About Me

After a career of over 40 years as an academic psychologist, I started a new career as a public historian of Chinese American history that led to five Yin & Yang Press books and over 100 book talks about the lives of early Chinese immigrants and their families operating laundries, restaurants, and grocery stores. This blog contains more research of interest to supplement my books.

4/9/19

A Granddaughter's Tribute to Her Grandfather Who Came to U.S. at Age16

When she was a senior at Colgate University in 2009, Jessica Chow, created a
touching 4-part video about her grandfather who emigrated to the U.S. in 1934 at age 16 as a paper son. Finding America in China, her account of his life story first working in a laundry near New York Chinatown and later fighting for the U.S. in WWII is detailed and could easily apply to the life stories of hundreds of other Chinese immigrants of the same era. Jessica's video included many images of official immigration documents as well as personal photographs, which make her films more informative and engaging.
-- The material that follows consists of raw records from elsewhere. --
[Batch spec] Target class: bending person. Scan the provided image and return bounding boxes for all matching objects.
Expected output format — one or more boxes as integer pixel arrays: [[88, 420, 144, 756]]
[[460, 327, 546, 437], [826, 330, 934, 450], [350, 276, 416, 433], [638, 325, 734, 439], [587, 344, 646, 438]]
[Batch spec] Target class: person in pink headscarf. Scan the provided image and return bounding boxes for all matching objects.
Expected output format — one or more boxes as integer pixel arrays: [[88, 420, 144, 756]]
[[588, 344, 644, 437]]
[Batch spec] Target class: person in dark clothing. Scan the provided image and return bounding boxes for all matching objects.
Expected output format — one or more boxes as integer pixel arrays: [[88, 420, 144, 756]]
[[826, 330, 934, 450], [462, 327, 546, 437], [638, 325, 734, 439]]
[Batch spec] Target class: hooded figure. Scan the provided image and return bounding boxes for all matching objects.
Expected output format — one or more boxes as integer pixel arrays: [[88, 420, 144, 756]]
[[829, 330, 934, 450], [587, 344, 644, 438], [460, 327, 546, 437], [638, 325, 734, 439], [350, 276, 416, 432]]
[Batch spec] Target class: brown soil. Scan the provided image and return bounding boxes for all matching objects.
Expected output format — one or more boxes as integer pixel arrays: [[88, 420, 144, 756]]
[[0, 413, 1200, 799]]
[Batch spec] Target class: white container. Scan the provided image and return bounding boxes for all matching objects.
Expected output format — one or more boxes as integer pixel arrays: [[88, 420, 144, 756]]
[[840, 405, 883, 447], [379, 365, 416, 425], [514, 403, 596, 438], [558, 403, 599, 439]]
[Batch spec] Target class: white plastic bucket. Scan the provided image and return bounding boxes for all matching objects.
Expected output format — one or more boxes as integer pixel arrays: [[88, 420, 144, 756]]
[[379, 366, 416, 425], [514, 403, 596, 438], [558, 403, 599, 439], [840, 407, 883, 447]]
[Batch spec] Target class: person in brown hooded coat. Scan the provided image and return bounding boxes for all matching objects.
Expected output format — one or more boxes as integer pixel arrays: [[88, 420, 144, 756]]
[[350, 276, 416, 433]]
Chow also presents an interesting discussion about the Chinese soldiers serving in the 14th Air Service Group, which supported the famed Flying Tigers. Although they were "ethnically" Chinese, whether they had emigrated from China or were born in the U.S., as soldiers they were "Americans" fighting to help China.  She concluded that most of them had stronger identities as "American," despite the extreme racial prejudices Chinese suffered in the U.S. prior to WWII, because of their military service for the U.S.